Dice di essere stato torturato sì, ma niente a che vedere con le bestialità subite da altri, in particolare gli stupri di donne e ragazzi.
Barah ci dice che la scelta di alcuni di presentarsi alle elezioni comunali ha diviso il movimento e che, già solo per questo motivo, è stata sbagliata. Lui era contrario, perché le elezioni in Marocco non servono a niente, il potere è nelle mani di pochi soggetti legati al Potere e le istituzioni rappresentative, specie quelle locali, non hanno alcun potere. Ha criticato inoltre aspramente il nuovo sindaco di Sidi Ifni, Abdelwahbe Belfkih, che considera più o meno come un traditore.

La pesca a Sidi Ifni
Ci hanno chiesto più volte di incontrarli perché volevano parlarci dei problemi della pesca a Sidi Ifni. In realtà non ne sanno molto, anche perché nessuno dei due è del mestiere. Sono Azergui Lahcen – uno dei primi organizzatori dei diplomati disoccupati di Sidi ifni, tiene a dire – e Afifi Fares, un giovane appassionato di Bob Dylan. Li incontriamo il 15 febbraio 2010, alle ore 13.00, nel Café Fatima.
Ci forniscono alcune informazioni di massima, ma quando si cerca di approfondire non sanno dare grandi spiegazioni.

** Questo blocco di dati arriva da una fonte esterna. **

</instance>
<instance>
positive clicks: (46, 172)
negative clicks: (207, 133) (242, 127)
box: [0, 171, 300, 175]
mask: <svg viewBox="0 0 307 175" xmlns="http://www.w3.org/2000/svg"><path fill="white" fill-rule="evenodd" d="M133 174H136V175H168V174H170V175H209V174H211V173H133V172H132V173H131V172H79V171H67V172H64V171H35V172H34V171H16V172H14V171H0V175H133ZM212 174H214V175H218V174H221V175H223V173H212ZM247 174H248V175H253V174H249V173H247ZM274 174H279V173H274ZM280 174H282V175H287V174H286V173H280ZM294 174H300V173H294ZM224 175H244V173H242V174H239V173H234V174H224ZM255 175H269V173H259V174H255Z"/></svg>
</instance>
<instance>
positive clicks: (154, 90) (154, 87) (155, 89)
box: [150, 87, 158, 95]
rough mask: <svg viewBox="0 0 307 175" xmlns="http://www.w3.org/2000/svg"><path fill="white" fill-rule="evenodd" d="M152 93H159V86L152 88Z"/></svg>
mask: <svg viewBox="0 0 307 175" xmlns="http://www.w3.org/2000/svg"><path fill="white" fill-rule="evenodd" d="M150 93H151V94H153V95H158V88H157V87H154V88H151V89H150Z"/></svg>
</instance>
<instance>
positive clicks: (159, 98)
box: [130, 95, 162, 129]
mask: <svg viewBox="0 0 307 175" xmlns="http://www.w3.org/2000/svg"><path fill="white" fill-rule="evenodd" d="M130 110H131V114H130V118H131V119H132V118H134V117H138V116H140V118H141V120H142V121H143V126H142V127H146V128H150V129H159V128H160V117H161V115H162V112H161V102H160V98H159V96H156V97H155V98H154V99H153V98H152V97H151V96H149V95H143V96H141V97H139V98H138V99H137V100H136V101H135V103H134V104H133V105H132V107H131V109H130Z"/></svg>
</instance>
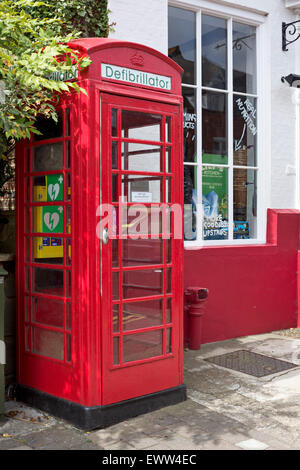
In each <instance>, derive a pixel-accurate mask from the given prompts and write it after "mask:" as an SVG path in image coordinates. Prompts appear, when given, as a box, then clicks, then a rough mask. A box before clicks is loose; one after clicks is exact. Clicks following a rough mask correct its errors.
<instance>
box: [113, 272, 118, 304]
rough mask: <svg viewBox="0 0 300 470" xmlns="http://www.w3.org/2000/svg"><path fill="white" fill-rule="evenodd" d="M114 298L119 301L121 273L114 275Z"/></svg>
mask: <svg viewBox="0 0 300 470" xmlns="http://www.w3.org/2000/svg"><path fill="white" fill-rule="evenodd" d="M112 298H113V300H118V299H119V273H112Z"/></svg>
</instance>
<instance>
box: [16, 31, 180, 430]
mask: <svg viewBox="0 0 300 470" xmlns="http://www.w3.org/2000/svg"><path fill="white" fill-rule="evenodd" d="M72 47H74V48H76V49H77V50H79V51H80V52H81V53H83V54H87V55H88V56H89V57H90V58H91V60H92V64H91V65H90V66H89V67H88V68H87V69H85V70H84V71H79V73H78V77H77V80H78V84H79V85H80V87H82V88H84V89H85V90H86V94H84V93H80V94H77V93H70V94H66V95H65V96H64V97H63V98H61V99H60V101H59V104H58V106H57V113H58V121H57V122H54V121H52V120H49V119H46V118H39V120H38V123H37V127H38V129H39V131H40V134H39V135H33V136H32V138H31V139H30V140H28V141H23V142H22V143H21V144H19V145H18V147H17V176H16V177H17V184H16V186H17V189H18V192H17V207H16V211H17V218H16V221H17V242H16V250H17V304H18V385H17V398H18V399H20V400H22V401H24V402H26V403H29V404H31V405H34V406H36V407H38V408H40V409H42V410H46V411H47V412H49V413H52V414H54V415H56V416H59V417H61V418H65V419H67V420H69V421H71V422H72V423H74V424H75V425H78V426H80V427H82V428H84V429H93V428H101V427H105V426H108V425H110V424H113V423H117V422H119V421H121V420H124V419H126V418H129V417H131V416H135V415H137V414H140V413H144V412H146V411H151V410H154V409H157V408H160V407H162V406H165V405H168V404H174V403H177V402H179V401H181V400H184V399H185V386H184V385H183V384H182V380H183V378H182V371H183V367H182V361H183V262H182V261H183V240H182V203H183V195H182V193H183V182H182V168H183V164H182V133H183V132H182V115H183V114H182V96H181V79H180V74H181V69H180V67H179V66H178V65H176V64H175V63H174V62H173V61H172V60H170V59H169V58H168V57H166V56H164V55H163V54H161V53H160V52H157V51H155V50H152V49H150V48H148V47H145V46H142V45H139V44H133V43H129V42H122V41H118V40H110V39H98V38H93V39H82V40H77V41H74V42H73V43H72Z"/></svg>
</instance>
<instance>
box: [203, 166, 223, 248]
mask: <svg viewBox="0 0 300 470" xmlns="http://www.w3.org/2000/svg"><path fill="white" fill-rule="evenodd" d="M202 207H203V216H204V217H203V238H204V240H224V239H227V238H228V169H227V168H225V167H213V166H203V167H202Z"/></svg>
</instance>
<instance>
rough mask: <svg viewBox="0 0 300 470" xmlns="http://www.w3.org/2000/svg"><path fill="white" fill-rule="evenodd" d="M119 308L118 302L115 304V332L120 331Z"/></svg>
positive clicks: (113, 312)
mask: <svg viewBox="0 0 300 470" xmlns="http://www.w3.org/2000/svg"><path fill="white" fill-rule="evenodd" d="M119 308H120V306H119V305H117V304H113V332H114V333H118V331H119Z"/></svg>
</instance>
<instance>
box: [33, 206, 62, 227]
mask: <svg viewBox="0 0 300 470" xmlns="http://www.w3.org/2000/svg"><path fill="white" fill-rule="evenodd" d="M63 230H64V224H63V207H62V206H39V207H35V208H34V232H36V233H39V232H40V233H63Z"/></svg>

La storia è quella nota, della grande ricchezza del mare di Sidi Ifni, ricchezza che viene sfruttata da poche grandi imprese non locali. Che peraltro se ne fregano delle regole, praticano la pesca a strascico e non rispettano le pause biologiche, con ciò mettendo a rischio l’intero patrimonio ittico.
Gli abitanti hanno fatto molte manifestazioni per sollecitare maggiori controlli da parte delle autorità marittime, specialmente sulle tecniche di pesca utilizzate, ma sono rimaste senza esito, enorme essendo il potere delle imprese e della “mafia di Tiznit”. Le manifestazioni sono state anche dirette a sollecitare più posti di lavoro per gli abitanti locali.
Ho l’impressione che, sul punto, la protesta non sia stata capace di elaborare una seria piattaforma rivendicativa, limitandosi ad esprimere un confuso malcontento nel quale la preoccupazione per la salvaguardia del patrimonio ittico si salda con il risentimento per lo sfruttamento delle risorse locali da parte di operatori non locali e alla richiesta pressante di posti di lavoro. Il tutto finendo per ridursi ad una mera richiesta al Governo di interventi assistenziali.
Le richieste di lavoro sono infatti generiche e non si accompagnano, per esempio, ad alcuna seria riflessione sulla possibilità di sperimentare forme di impegno cooperativo, ricorso a microcredito o altro di simile. Di conseguenza, quando il governo ha messo a disposizione degli abitanti locali 150 nuovi permessi di pesca, nessuno ne ha approfittato – ci dicono – perché nessuno era in grado di comprarsi un battello.